Sobre o politicamente correcto
Ao politicamente correcto surgido nos anos 80 como forma de exigir igualdade no tratamento e elidir conotações desiguais e discriminatórias, sobrepôs-se agora o politicamente correcto referente ao incorrecto, ao exagero. O problema deste termo é que acaba por promover a descredibilização do tal inicialmente correcto. Manipulações linguísticas que muitos usam para retirar força às exigências legítimas. Há muito exagero, sem dúvida, e o exagero é politicamente incorrecto.
Chamemos os bois pelos nomes, e se o PAN não gostar que entre também na discussão.

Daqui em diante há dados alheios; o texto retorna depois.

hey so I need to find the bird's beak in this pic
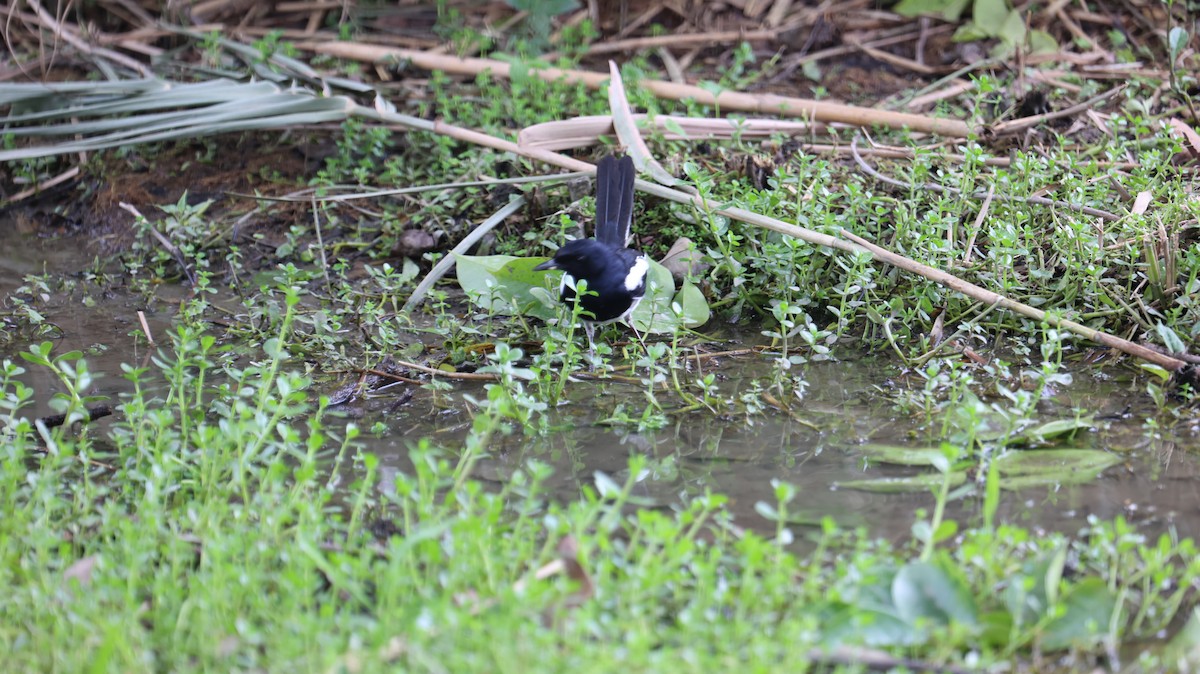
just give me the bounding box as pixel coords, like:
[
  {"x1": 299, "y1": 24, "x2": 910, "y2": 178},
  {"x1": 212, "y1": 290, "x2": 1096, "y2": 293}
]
[{"x1": 533, "y1": 259, "x2": 559, "y2": 271}]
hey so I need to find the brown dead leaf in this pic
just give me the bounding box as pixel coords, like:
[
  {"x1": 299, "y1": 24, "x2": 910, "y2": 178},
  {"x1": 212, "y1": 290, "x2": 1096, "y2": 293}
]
[
  {"x1": 64, "y1": 555, "x2": 98, "y2": 586},
  {"x1": 1168, "y1": 118, "x2": 1200, "y2": 160},
  {"x1": 1131, "y1": 190, "x2": 1152, "y2": 215},
  {"x1": 556, "y1": 536, "x2": 594, "y2": 605},
  {"x1": 660, "y1": 237, "x2": 710, "y2": 282}
]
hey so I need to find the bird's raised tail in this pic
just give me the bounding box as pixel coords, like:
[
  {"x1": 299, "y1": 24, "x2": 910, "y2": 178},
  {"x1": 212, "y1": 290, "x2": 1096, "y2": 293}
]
[{"x1": 593, "y1": 154, "x2": 635, "y2": 248}]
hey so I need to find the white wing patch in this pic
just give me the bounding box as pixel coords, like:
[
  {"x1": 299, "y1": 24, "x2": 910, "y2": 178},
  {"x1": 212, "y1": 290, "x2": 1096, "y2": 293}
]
[{"x1": 624, "y1": 255, "x2": 649, "y2": 292}]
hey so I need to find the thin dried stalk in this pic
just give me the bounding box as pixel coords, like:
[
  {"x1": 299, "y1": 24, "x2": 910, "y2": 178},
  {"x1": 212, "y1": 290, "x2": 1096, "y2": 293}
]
[{"x1": 297, "y1": 41, "x2": 973, "y2": 137}]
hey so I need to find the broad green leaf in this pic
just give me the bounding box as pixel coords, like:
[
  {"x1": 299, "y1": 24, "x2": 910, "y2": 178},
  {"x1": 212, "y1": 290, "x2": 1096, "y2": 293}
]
[
  {"x1": 997, "y1": 8, "x2": 1027, "y2": 45},
  {"x1": 973, "y1": 0, "x2": 1010, "y2": 35},
  {"x1": 1012, "y1": 417, "x2": 1094, "y2": 444},
  {"x1": 822, "y1": 603, "x2": 918, "y2": 647},
  {"x1": 893, "y1": 560, "x2": 979, "y2": 626},
  {"x1": 1140, "y1": 363, "x2": 1172, "y2": 382},
  {"x1": 1040, "y1": 578, "x2": 1116, "y2": 651},
  {"x1": 1162, "y1": 606, "x2": 1200, "y2": 671},
  {"x1": 1003, "y1": 546, "x2": 1066, "y2": 625},
  {"x1": 893, "y1": 0, "x2": 969, "y2": 20},
  {"x1": 993, "y1": 449, "x2": 1120, "y2": 476},
  {"x1": 1027, "y1": 28, "x2": 1058, "y2": 54},
  {"x1": 998, "y1": 472, "x2": 1109, "y2": 491},
  {"x1": 629, "y1": 260, "x2": 679, "y2": 334},
  {"x1": 858, "y1": 444, "x2": 944, "y2": 467},
  {"x1": 1157, "y1": 322, "x2": 1187, "y2": 354},
  {"x1": 453, "y1": 254, "x2": 558, "y2": 320},
  {"x1": 835, "y1": 471, "x2": 967, "y2": 493},
  {"x1": 992, "y1": 449, "x2": 1120, "y2": 490},
  {"x1": 672, "y1": 280, "x2": 710, "y2": 329},
  {"x1": 506, "y1": 0, "x2": 577, "y2": 14},
  {"x1": 952, "y1": 23, "x2": 992, "y2": 42},
  {"x1": 1168, "y1": 27, "x2": 1189, "y2": 58}
]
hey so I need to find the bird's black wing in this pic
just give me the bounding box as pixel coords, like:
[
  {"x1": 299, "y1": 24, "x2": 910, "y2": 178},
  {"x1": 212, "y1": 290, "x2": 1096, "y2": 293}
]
[{"x1": 593, "y1": 154, "x2": 635, "y2": 247}]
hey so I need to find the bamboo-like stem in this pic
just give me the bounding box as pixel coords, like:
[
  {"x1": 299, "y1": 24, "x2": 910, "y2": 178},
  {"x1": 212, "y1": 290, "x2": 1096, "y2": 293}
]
[{"x1": 299, "y1": 41, "x2": 973, "y2": 138}]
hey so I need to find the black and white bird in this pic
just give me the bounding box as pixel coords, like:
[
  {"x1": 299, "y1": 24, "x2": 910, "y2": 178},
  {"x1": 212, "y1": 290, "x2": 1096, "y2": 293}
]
[{"x1": 535, "y1": 155, "x2": 648, "y2": 353}]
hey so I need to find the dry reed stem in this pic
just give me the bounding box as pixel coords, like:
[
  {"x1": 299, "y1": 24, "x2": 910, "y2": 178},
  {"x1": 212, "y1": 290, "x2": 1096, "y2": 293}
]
[{"x1": 298, "y1": 41, "x2": 973, "y2": 137}]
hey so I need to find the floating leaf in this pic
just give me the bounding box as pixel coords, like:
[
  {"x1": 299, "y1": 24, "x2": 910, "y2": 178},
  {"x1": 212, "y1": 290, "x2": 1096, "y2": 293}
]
[
  {"x1": 858, "y1": 444, "x2": 945, "y2": 467},
  {"x1": 1013, "y1": 417, "x2": 1094, "y2": 444},
  {"x1": 835, "y1": 471, "x2": 967, "y2": 494},
  {"x1": 993, "y1": 449, "x2": 1120, "y2": 476}
]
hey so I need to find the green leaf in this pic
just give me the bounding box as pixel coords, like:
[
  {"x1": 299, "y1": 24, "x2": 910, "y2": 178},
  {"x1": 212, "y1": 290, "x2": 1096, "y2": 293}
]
[
  {"x1": 1012, "y1": 417, "x2": 1094, "y2": 445},
  {"x1": 1040, "y1": 578, "x2": 1116, "y2": 650},
  {"x1": 506, "y1": 0, "x2": 577, "y2": 15},
  {"x1": 1157, "y1": 322, "x2": 1187, "y2": 354},
  {"x1": 997, "y1": 8, "x2": 1027, "y2": 45},
  {"x1": 629, "y1": 260, "x2": 679, "y2": 334},
  {"x1": 993, "y1": 449, "x2": 1120, "y2": 476},
  {"x1": 1003, "y1": 546, "x2": 1067, "y2": 625},
  {"x1": 671, "y1": 280, "x2": 710, "y2": 329},
  {"x1": 1140, "y1": 363, "x2": 1172, "y2": 382},
  {"x1": 892, "y1": 560, "x2": 978, "y2": 626},
  {"x1": 1162, "y1": 606, "x2": 1200, "y2": 670},
  {"x1": 1168, "y1": 27, "x2": 1189, "y2": 58},
  {"x1": 835, "y1": 471, "x2": 968, "y2": 493},
  {"x1": 952, "y1": 22, "x2": 991, "y2": 42},
  {"x1": 858, "y1": 444, "x2": 945, "y2": 467},
  {"x1": 1027, "y1": 28, "x2": 1058, "y2": 54},
  {"x1": 822, "y1": 603, "x2": 919, "y2": 647},
  {"x1": 893, "y1": 0, "x2": 970, "y2": 20},
  {"x1": 973, "y1": 0, "x2": 1010, "y2": 36},
  {"x1": 454, "y1": 254, "x2": 558, "y2": 320}
]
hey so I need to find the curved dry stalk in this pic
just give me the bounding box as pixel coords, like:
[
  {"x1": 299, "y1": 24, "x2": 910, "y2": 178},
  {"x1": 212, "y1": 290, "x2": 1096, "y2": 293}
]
[{"x1": 402, "y1": 195, "x2": 528, "y2": 313}]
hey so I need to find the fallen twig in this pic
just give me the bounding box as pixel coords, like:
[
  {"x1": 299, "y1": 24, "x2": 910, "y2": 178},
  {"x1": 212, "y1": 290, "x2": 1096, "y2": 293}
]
[
  {"x1": 297, "y1": 41, "x2": 973, "y2": 137},
  {"x1": 38, "y1": 404, "x2": 113, "y2": 429},
  {"x1": 392, "y1": 359, "x2": 498, "y2": 382}
]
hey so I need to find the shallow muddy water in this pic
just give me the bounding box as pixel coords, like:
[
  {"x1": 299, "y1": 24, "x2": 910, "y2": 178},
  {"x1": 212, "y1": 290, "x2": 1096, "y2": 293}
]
[{"x1": 6, "y1": 225, "x2": 1200, "y2": 543}]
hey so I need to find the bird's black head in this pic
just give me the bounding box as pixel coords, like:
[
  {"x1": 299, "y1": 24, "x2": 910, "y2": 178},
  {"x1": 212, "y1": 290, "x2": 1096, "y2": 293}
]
[{"x1": 533, "y1": 238, "x2": 612, "y2": 280}]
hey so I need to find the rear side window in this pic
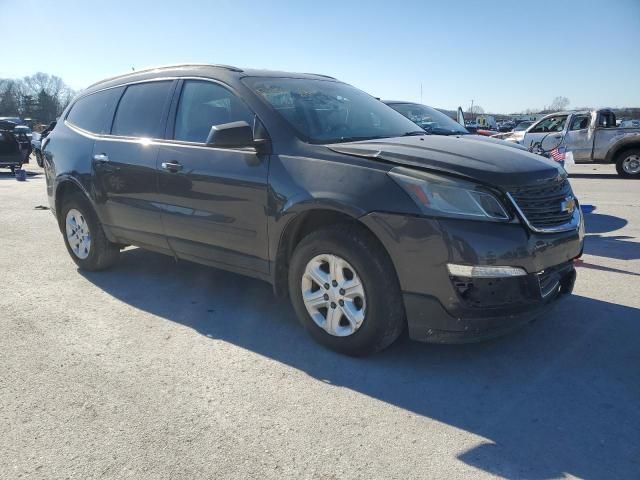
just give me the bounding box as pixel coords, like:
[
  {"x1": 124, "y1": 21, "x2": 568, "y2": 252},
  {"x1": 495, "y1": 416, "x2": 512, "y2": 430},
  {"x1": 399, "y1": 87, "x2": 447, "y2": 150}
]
[
  {"x1": 173, "y1": 80, "x2": 254, "y2": 143},
  {"x1": 112, "y1": 81, "x2": 172, "y2": 138},
  {"x1": 66, "y1": 87, "x2": 123, "y2": 134}
]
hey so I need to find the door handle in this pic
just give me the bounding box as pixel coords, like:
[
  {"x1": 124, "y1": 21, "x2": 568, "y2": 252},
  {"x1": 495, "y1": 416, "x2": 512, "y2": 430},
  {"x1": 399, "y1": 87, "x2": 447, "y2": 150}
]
[
  {"x1": 161, "y1": 161, "x2": 183, "y2": 172},
  {"x1": 93, "y1": 153, "x2": 109, "y2": 162}
]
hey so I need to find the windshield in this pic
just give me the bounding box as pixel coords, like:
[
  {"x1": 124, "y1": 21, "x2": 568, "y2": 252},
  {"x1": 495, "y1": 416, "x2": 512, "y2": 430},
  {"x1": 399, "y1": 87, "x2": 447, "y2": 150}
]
[
  {"x1": 388, "y1": 103, "x2": 468, "y2": 135},
  {"x1": 514, "y1": 121, "x2": 532, "y2": 131},
  {"x1": 243, "y1": 77, "x2": 423, "y2": 143}
]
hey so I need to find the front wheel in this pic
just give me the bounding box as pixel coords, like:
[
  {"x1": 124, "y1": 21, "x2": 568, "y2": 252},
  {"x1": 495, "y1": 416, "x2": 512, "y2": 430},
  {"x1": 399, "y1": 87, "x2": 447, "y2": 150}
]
[
  {"x1": 288, "y1": 225, "x2": 405, "y2": 356},
  {"x1": 61, "y1": 193, "x2": 120, "y2": 271},
  {"x1": 615, "y1": 149, "x2": 640, "y2": 178}
]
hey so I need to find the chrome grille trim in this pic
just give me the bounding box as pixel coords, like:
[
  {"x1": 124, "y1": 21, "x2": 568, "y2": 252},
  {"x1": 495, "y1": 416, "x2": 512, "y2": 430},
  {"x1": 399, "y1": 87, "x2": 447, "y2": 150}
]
[{"x1": 507, "y1": 177, "x2": 582, "y2": 233}]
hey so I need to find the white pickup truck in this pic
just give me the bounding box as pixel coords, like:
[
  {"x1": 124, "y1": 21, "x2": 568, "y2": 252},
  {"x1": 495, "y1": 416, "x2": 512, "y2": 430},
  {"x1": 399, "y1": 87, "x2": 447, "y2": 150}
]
[{"x1": 504, "y1": 109, "x2": 640, "y2": 178}]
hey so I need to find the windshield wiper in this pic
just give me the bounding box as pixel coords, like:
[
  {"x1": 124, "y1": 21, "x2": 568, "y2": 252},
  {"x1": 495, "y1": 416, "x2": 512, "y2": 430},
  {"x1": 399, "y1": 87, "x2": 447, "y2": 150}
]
[
  {"x1": 402, "y1": 131, "x2": 429, "y2": 136},
  {"x1": 331, "y1": 135, "x2": 387, "y2": 143}
]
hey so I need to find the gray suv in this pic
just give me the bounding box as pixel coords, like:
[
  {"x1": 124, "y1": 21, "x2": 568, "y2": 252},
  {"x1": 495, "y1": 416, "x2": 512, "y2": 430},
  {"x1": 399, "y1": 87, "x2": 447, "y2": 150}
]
[{"x1": 43, "y1": 64, "x2": 584, "y2": 355}]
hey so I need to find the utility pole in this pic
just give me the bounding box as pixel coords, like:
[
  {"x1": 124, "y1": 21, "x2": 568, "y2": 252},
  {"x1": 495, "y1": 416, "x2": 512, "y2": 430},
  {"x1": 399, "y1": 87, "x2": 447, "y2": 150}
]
[
  {"x1": 420, "y1": 83, "x2": 423, "y2": 103},
  {"x1": 470, "y1": 99, "x2": 474, "y2": 114}
]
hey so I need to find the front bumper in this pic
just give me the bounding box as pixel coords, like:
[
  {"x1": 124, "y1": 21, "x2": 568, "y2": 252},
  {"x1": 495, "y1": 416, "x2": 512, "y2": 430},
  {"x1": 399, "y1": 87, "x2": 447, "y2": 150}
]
[{"x1": 360, "y1": 212, "x2": 584, "y2": 343}]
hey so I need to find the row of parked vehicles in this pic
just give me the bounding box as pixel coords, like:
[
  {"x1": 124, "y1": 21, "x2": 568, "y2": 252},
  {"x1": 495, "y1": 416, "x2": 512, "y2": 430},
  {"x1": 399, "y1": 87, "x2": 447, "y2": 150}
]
[{"x1": 493, "y1": 109, "x2": 640, "y2": 177}]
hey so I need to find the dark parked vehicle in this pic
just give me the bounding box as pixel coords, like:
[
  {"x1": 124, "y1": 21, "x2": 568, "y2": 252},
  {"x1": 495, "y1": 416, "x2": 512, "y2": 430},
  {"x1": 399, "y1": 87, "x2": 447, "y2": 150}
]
[
  {"x1": 13, "y1": 125, "x2": 32, "y2": 162},
  {"x1": 32, "y1": 121, "x2": 56, "y2": 167},
  {"x1": 0, "y1": 120, "x2": 24, "y2": 173},
  {"x1": 44, "y1": 64, "x2": 584, "y2": 355},
  {"x1": 382, "y1": 102, "x2": 468, "y2": 135}
]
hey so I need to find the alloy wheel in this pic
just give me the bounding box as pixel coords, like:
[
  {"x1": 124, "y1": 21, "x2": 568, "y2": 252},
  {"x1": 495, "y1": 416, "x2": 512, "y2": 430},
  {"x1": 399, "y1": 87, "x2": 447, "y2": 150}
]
[
  {"x1": 301, "y1": 254, "x2": 366, "y2": 337},
  {"x1": 65, "y1": 209, "x2": 91, "y2": 259}
]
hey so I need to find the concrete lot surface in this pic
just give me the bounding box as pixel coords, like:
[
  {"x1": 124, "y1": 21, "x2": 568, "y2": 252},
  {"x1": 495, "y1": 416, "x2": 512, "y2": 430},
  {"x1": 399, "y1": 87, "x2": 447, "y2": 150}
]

Sobre o Museu dos Descobrimentos
Acabei por nunca escrever o postal que alinhavei mentalmente, pelo que aproveito o ensejo.
Um
museu destes nesta época faz-me sentido se contar ambos os lados da História, dos descobridores e dos então descobertos territórios para o mundo europeu.
Não contesto o nome, Descobrimentos porque descobertos novos caminhos e novos territórios habitados, sim, mas depois colonizados pelos descobridores. O que alterou todo um modo de vida anterior e desenhou novas sociedades. Agradável ou não, é um facto, e chamar-lhe outra coisa não o vai alterar. Expansão afigura-se-me muito mais colonialista, imperialista: a população não se expandiu, miscigenou-se, e se os territórios inicialmente serviram para expandir impérios, ao cabo de 400 anos recuperaram a independência - um museu da Expansão não pode incluir estes novos países, tem de os deixar de fora do estudo da história sob pena de a continuar a colonizar, integrando-os num território político expandido que já não é o seu.
Não contesto o nome mas contesto tal museu se tem como objectivo único a exaltação, a glorificação da arte e engenho lusos, até porque já temos alguns museus dedicados ao tema.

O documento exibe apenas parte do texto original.